Malacological surveys are useful for understanding the distribution and population dynamics of potential snails which play key roles in the development and transmission of schistosomes. Snail survey in the area showed that Buluqute Stream, which is close to Yachi Yisa Elementary School harbored infected B. pfeifferi snails. This stream had dense vegetation, algae, and muddy bottoms and the water was turbid and slow flowing (rate of 0.28 m/second). Additionally, restriction of water movement for irrigation purpose has created suitable ecology for the breeding of snail intermediate hosts and transmission of schistosomiasis. More importantly, collection of schistosome-infected B. pfeifferi in water bodies and harvesting of adult worms in the blood vessels of lab-infected mice confirm the establishment of transmission of S. mansoni in the study area.

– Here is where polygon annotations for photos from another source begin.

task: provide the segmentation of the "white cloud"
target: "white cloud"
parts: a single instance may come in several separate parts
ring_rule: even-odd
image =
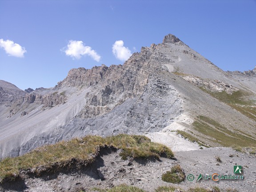
[[[96,61],[100,61],[100,56],[89,46],[84,46],[83,41],[70,40],[68,48],[64,48],[66,55],[79,59],[84,55],[88,55]]]
[[[124,47],[124,41],[122,40],[116,41],[112,47],[112,52],[117,59],[122,61],[127,60],[132,55],[128,48]]]
[[[17,57],[23,57],[24,53],[27,52],[25,48],[11,40],[4,40],[0,39],[0,48],[4,48],[8,56]]]

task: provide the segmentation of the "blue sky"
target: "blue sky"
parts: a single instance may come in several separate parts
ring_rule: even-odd
[[[53,87],[72,68],[122,64],[169,33],[224,71],[252,69],[256,0],[0,0],[0,79]]]

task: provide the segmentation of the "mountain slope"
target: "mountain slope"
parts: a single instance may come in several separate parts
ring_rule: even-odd
[[[205,146],[255,146],[255,71],[224,72],[168,35],[123,65],[71,69],[55,87],[5,107],[0,157],[88,134],[147,134],[177,150],[199,147],[181,135]]]

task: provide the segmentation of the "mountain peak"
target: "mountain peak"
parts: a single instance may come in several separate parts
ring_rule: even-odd
[[[178,43],[179,42],[181,42],[180,39],[176,37],[173,35],[171,34],[169,34],[169,35],[167,35],[167,36],[165,36],[164,38],[164,40],[163,40],[163,43]]]

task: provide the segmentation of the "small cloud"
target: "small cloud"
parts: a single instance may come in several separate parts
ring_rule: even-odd
[[[21,47],[18,44],[14,43],[11,40],[4,40],[3,39],[0,39],[0,48],[4,48],[9,56],[23,57],[24,53],[27,52],[25,48]]]
[[[112,47],[112,52],[117,59],[122,61],[127,60],[132,55],[129,48],[124,46],[122,40],[116,41]]]
[[[84,46],[82,41],[70,40],[68,48],[64,48],[64,50],[66,56],[73,59],[79,59],[83,56],[88,55],[96,61],[100,60],[100,56],[90,47]]]

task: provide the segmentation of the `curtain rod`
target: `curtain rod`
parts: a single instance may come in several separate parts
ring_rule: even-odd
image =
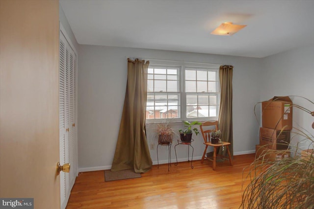
[[[127,59],[135,59],[135,57],[134,58],[132,58],[132,57],[130,57],[128,56],[126,56],[126,57]],[[210,64],[210,65],[223,65],[222,64],[216,64],[216,63],[205,63],[205,62],[190,62],[189,61],[179,61],[179,60],[171,60],[169,59],[150,59],[149,58],[141,58],[141,57],[137,57],[137,58],[138,59],[145,59],[145,60],[152,60],[152,61],[167,61],[168,62],[188,62],[189,63],[195,63],[195,64]]]

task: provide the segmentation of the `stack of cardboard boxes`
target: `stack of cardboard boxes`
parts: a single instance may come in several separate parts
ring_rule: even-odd
[[[290,131],[292,128],[292,101],[289,97],[275,97],[262,103],[262,127],[256,156],[280,160],[290,156]]]

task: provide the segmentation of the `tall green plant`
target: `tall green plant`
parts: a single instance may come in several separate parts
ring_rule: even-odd
[[[292,106],[314,116],[314,111],[297,104]],[[309,131],[295,127],[293,130],[291,132],[302,140],[314,144],[314,136]],[[266,160],[269,153],[266,152],[243,170],[248,174],[246,178],[243,176],[243,182],[248,180],[250,183],[243,191],[240,208],[314,209],[314,149],[304,157],[298,154],[298,144],[295,147],[294,156],[269,161]]]
[[[193,126],[196,125],[200,125],[202,124],[202,123],[198,121],[193,121],[191,122],[190,122],[189,121],[183,121],[183,123],[185,125],[184,127],[186,127],[186,129],[184,130],[183,130],[182,129],[179,130],[180,133],[184,134],[184,136],[186,135],[188,133],[192,133],[192,131],[193,131],[196,135],[200,133],[200,132],[198,131],[198,129],[197,128],[193,128]]]

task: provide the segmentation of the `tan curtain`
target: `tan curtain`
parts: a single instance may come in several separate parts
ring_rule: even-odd
[[[233,156],[233,138],[232,128],[232,72],[233,66],[222,65],[219,68],[220,80],[220,104],[218,129],[221,131],[223,141],[230,142],[229,149]],[[227,156],[227,150],[219,149],[219,154]]]
[[[149,61],[128,59],[128,81],[112,171],[151,169],[153,162],[145,133],[147,69]]]

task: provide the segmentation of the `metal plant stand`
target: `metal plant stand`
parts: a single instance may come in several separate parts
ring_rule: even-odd
[[[170,171],[170,170],[169,167],[171,167],[171,143],[163,142],[158,143],[158,145],[157,145],[157,164],[158,164],[157,167],[158,168],[159,168],[159,159],[158,159],[158,147],[159,145],[168,146],[168,171]]]
[[[177,147],[179,144],[183,144],[184,145],[188,145],[188,148],[187,150],[187,161],[190,161],[189,160],[189,156],[190,156],[190,147],[192,147],[192,157],[191,158],[191,168],[193,168],[193,165],[192,165],[192,162],[193,161],[193,154],[194,152],[194,148],[192,146],[191,144],[192,141],[194,141],[194,139],[191,139],[191,141],[190,142],[186,142],[186,141],[182,141],[181,140],[178,140],[178,144],[175,146],[175,152],[176,153],[176,159],[177,160],[177,163],[175,163],[175,165],[178,165],[178,158],[177,158],[177,150],[176,150],[176,147]]]

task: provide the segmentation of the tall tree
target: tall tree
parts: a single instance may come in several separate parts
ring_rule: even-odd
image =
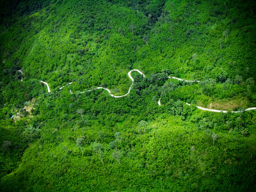
[[[76,113],[79,113],[81,115],[81,117],[83,118],[83,120],[84,120],[84,118],[83,117],[83,114],[84,113],[84,110],[80,109],[77,109],[76,111]]]
[[[122,154],[119,150],[115,150],[112,154],[112,157],[116,159],[118,163],[119,164],[121,165],[121,163],[120,161],[120,159],[122,157]]]
[[[192,59],[194,60],[195,63],[196,63],[196,57],[197,57],[196,53],[194,53],[194,54],[192,55]]]
[[[135,26],[135,25],[134,24],[131,24],[131,26],[130,26],[130,29],[132,30],[132,35],[134,35],[134,29],[136,28],[136,26]]]
[[[83,141],[84,141],[83,138],[77,138],[76,140],[76,146],[80,147],[81,151],[82,152],[82,154],[84,152],[83,151],[81,146],[83,145]]]

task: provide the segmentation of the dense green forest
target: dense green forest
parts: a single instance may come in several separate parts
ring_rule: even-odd
[[[255,1],[0,9],[1,191],[255,191]]]

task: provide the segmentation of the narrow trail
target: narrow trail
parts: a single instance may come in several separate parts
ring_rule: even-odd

Our results also show that 70.4% of the school children were infected with at least one species of intestinal helminth parasite. The high prevalence of helminth infection is consistent with the findings reported in different areas of the country, 71.3% in Lake Tana Basin [27], 76.7% in Mizan-Aman Town [28], and 73.7% in southern Ethiopia [29]. However, the prevalence of helminth infection obtained in the present study was higher than reports in central [30] and northwestern Ethiopia [31] which reported prevalence of 35.5 and 22.7%, respectively. The relatively higher prevalence of helminth infection observed in our study compared to the other studies may be attributed to inadequate sanitary conditions and lack of clean water for drinking and domestic activities. The absence of preventive control in the area could also be the reason for the high prevalence of the disease in this study.

A higher prevalence of intestinal helminth infection with any species was obtained using both methods compared to results estimated via either methods alone. On the other hand, KK thick smear technique revealed a higher sensitivity than the FECT in detecting S. mansoni, T. trichiura, A. lumbricoides, Fasciola species, E. vermicularis, and S. stercoralis, while the opposite was observed for H. nana and Taenia species. However, the use of FECT in the present study did not increase the prevalence of S. mansoni infection as all cases diagnosed by FECT were also found to be positive by KK thick smear technique. Besides the low intensity of S. mansoni infection obtained in this study, the sieving step in KK smear preparation allowing more filtered stool to be examined might be the reason for the higher prevalence rate obtained with KK thick smear technique compared to the FECT. Therefore, employing the KK thick smear technique and the FECT together are suggested for studying the epidemiology of intestinal helminth infection among children in areas where multiple parasites are found.

Although the current study was carefully conducted, we are aware of its limitations. First, the parasitological survey was conducted in few schools with similar ecology and environmental conditions. Given the focal epidemiology of schistosomiasis based on climatic conditions and the distribution of snail hosts, the current findings will not be inferred to other schools found in different settings. Secondly, the study did not assess the key factors that expose the children to schistosomiasis (e.g. sanitation, water contact behaviour and parent’s level of education), and further community-based studies are needed to identify potential risk factors associted with transmission of the disease in the area.

Conclusion

The observation of field-caught B. pfeifferi snails shedding cercariae and establishment of S.mansoni infection in laboratory bred mice confirmed the transmission of intestinal schistosomiasis in Yachi areas, southwestern Ethiopia. Moreover, the study revealed that a moderate prevalence of S. mansoni infection was observed among school children in the study area. Besides MDA with praziquantel for schistosomiasis, sustained MDA of other intestinal helminths are also indicated. Additionally, other approaches including snail control for schistosomiasis and non-specific ones such as improved sanitation and provision of safe water are recommended to complement MDA for all intestinal worms.